Thomas Köner hat sich allein schon mit seinem Frühwerk einen Platz im Pantheon der Geräuschmusik(er) gesichert, die nun nur digital erhältliche Veröffentlichung „La Barca (Complete Edition)“ wird ein Weiteres dazu beitragen und ist ein wahres Mammutunterfangen: Ursprünglich war „La Barca“ eine Videoinstallation, audiovisuelle Liveperformance wie auch ein Album, das 2009 als CD, 2010 auf Vinyl mit fünf Bonustracks erschien und nun für die digitale Veröffentlichung um weitere fünf, bisher unveröffentlichte Stücke ergänzt wurde.
Gemeinsam ist allen 22 Stücken, dass das Klangmaterial, aus dem diese entstanden, innerhalb von zwei Jahren an verschiedensten Orten der Welt aufgenommen wurde. Köner schreibt, dass der Titel des Albums auf die Sonnenbarke des alten Ägyptens verweise (die natürlich ein Sinnbild für Bewegung, für das Zyklische ist). Sein Plan sei es gewesen, eine „klangliche Kartographie“ der von ihm besuchten Orte zu erschaffen. Natürlich können solche Aussagen dazu dienen, klanglich eigentlich uninteressante Stücke auratisch aufzuladen, mit solch „törichtem Rankwerk künstlich auf[zu]werten“ (wie es Asmus Tietchens, mit dem Köner als Kontakt der Jünglinge arbeitet, einmal formulierte), aber diese Gefahr besteht bei „La Barca“ nicht, zu spannend ist dieses Album, das Material aus Tokyo und Jerusalem, Spitzbergen und Brisbane, Tokyo und Hamburg (und das sind nur sechs der 22 Orte) enthält. Man hört fast immer Stimmen, die aber meistens im Hintergrund bleiben, kaum zu lokalisieren sind: Es ruft der Muezin („Damascus (Hour Six)“), man hört Lautsprecherdurchsagen („Paris (Hour Seven“, „Manhattan (Hor Five)“), Menschen schreien sich etwas zu („Glyfada, Athens“). In Hamburg fällt Regen und Glocken läuten, in Madrids Calle De Argumosa meint man, ein Klavier zu erahnen, in einem Wald bei Brisbane zwitschern die Vögel, ein Mann erzählt in Montenegro.

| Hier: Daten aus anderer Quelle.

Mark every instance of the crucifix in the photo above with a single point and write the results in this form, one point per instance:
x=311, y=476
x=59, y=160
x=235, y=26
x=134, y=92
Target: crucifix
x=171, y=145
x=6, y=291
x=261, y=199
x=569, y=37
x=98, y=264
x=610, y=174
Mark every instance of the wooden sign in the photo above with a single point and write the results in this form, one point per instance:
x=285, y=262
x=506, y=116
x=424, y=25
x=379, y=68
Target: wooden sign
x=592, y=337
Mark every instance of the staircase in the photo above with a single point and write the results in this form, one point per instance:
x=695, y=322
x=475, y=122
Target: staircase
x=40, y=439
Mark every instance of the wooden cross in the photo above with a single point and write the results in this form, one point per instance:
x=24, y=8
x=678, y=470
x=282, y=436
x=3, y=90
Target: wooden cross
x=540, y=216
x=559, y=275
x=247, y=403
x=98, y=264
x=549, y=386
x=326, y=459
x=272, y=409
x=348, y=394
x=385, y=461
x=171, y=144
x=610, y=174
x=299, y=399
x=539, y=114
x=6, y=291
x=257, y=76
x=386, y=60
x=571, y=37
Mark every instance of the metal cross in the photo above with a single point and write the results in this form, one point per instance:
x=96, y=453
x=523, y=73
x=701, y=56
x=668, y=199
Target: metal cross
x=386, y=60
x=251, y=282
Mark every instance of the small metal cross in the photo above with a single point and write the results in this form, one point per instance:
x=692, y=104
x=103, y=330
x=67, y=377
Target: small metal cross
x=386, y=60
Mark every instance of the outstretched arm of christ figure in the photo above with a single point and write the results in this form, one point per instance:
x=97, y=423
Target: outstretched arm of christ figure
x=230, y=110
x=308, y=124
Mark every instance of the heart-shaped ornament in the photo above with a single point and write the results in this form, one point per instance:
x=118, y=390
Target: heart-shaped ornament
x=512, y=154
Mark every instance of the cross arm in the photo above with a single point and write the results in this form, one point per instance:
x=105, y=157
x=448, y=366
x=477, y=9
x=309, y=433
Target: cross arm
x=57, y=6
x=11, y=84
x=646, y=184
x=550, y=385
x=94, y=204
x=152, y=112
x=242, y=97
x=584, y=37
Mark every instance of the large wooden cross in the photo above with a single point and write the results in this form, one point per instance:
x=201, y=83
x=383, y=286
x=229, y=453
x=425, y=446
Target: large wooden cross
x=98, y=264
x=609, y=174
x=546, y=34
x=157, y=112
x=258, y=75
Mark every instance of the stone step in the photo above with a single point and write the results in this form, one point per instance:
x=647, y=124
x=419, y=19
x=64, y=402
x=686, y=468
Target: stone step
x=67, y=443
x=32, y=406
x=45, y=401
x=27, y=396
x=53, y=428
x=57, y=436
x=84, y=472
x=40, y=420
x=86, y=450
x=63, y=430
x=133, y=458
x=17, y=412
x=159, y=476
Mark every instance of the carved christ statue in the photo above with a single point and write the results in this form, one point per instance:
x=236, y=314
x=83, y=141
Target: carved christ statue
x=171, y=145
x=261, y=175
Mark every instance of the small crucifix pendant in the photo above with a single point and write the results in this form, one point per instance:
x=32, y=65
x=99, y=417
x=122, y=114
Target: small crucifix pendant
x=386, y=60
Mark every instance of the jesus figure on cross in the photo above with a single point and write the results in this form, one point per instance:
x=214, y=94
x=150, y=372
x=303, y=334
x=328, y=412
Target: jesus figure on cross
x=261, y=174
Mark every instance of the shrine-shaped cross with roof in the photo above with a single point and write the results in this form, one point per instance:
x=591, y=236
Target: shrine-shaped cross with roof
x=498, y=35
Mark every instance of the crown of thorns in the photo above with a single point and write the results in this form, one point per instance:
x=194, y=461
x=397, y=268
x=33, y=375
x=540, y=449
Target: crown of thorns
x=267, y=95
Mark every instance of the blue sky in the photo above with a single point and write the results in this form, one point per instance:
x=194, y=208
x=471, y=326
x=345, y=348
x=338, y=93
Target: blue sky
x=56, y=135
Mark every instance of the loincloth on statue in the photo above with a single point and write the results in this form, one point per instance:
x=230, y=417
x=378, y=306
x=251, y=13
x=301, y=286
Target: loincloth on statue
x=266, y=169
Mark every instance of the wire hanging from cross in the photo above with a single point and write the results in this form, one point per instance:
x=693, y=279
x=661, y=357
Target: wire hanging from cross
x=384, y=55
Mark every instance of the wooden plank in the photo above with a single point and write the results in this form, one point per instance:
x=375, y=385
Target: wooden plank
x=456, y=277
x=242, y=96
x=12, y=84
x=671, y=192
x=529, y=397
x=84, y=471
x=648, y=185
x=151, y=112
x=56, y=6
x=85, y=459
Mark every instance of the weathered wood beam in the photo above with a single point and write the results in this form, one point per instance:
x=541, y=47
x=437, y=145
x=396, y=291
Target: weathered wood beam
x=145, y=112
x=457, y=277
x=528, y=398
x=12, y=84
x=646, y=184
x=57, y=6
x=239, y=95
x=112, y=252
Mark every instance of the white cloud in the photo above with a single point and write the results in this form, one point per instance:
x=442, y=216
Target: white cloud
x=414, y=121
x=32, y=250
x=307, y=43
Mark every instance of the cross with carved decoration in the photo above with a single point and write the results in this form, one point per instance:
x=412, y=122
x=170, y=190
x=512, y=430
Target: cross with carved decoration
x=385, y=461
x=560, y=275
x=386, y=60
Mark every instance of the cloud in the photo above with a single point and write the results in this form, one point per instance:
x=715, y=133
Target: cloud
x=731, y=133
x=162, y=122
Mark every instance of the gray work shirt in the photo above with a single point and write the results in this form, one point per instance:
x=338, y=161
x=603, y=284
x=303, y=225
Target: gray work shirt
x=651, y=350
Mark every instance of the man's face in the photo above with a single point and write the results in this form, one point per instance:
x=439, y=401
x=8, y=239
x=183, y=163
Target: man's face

Verglichen mit Köners Frühwerk ist „La Barca“ wesentlich melodischer, und gleichzeitig ist das trotz der verschiedenen Orte und ihren sehr unterschiedlichen Eigenschaften ein in sich unglaublich stimmiges Album: Allen Stücken gemein ist eine leicht nebulöse, somnambule Atmosphäre, ganz so, als solle eine Melancholie des (Ver)Reisens erzeugt werden (Köner selbst spricht davon, dass die Stücke „a hallucinogenic effect and a Zen-like feeling of eternity“ hätten ). Dieses Album zeigt, dass „das Fahren“ nicht „vergeblich“ ist und dass aus dem Bereisen einzelner Orte durchaus „Wunder und Weihen“ resultieren können – um einem berühmten Gedicht eines Mannes zu widersprechen, für den die Kunst die letzte metaphysische Tätigkeit innerhalb des europäischen Nihilismus darstellte. (M.G.)